# US expats must close Brokerage Accounts in Wells Fargo?



## maximice (Feb 23, 2013)

Has anyone encountered this? 

Wells Fargo has written to me giving me 30 days to close my account with them (which I have held for 10 years), because they are not allowed to offer financial services in the UAE.

They will freeze my account if I do not move the funds by March 15th.

I am shocked and not sure where I can move this account to (that's where I hold my brokerage, my 401-k, my pension, etc.)

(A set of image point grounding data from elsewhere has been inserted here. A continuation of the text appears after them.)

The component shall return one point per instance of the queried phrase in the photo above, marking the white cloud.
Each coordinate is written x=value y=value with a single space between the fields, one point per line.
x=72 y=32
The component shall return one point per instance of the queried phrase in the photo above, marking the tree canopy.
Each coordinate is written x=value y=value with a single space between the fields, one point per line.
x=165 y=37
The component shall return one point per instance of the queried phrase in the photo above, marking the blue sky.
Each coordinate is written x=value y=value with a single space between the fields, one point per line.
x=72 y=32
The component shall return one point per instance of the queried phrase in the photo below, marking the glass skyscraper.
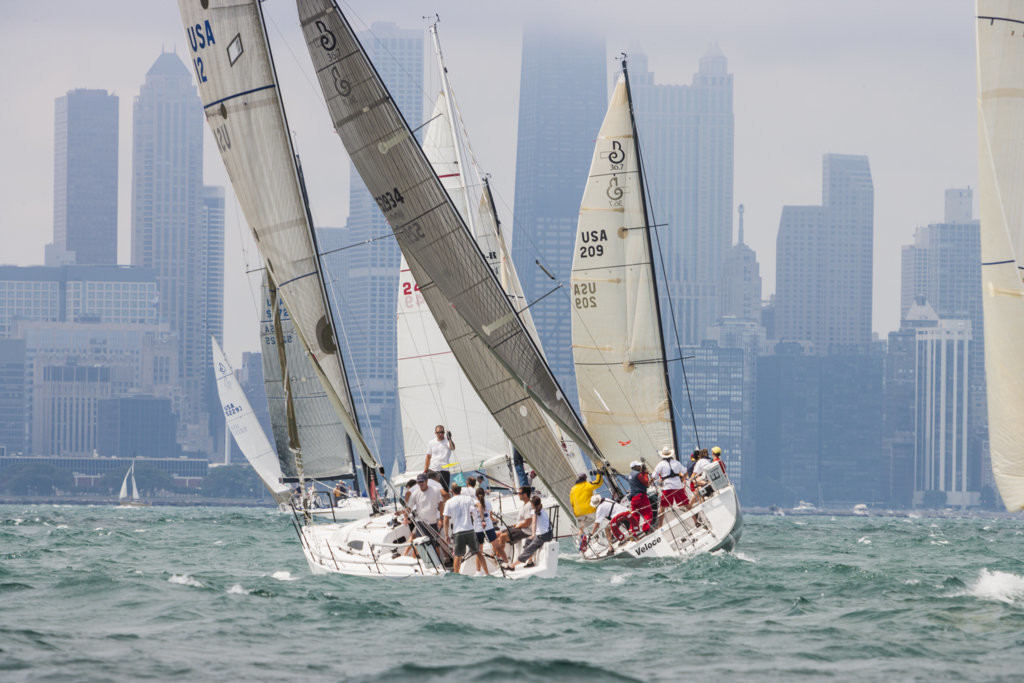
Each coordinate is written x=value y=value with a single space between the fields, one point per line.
x=177 y=230
x=85 y=179
x=562 y=99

If anyone has been through this, please help. Thanks.


----------



## twostep (Apr 3, 2008)

There are still a number of international banks in Dubai which offer services such as the ones you are looking for. Google, talk to colleagues, talk to whoever handles expats in HR.


----------



## frankybaby43 (Jul 9, 2013)

*reply*



maximice said:


> Has anyone encountered this?
> 
> Wells Fargo has written to me giving me 30 days to close my account with them (which I have held for 10 years), because they are not allowed to offer financial services in the UAE.
> 
> ...


I am too am being evicted by new owners of Smith Barney, Morgan Stanley after 13 years of doing business with them. Trying to transfer to Charles Schwab which does business with US expats. How I wish the ACLU or someone would start a class action suit against these Wall street gangsters


----------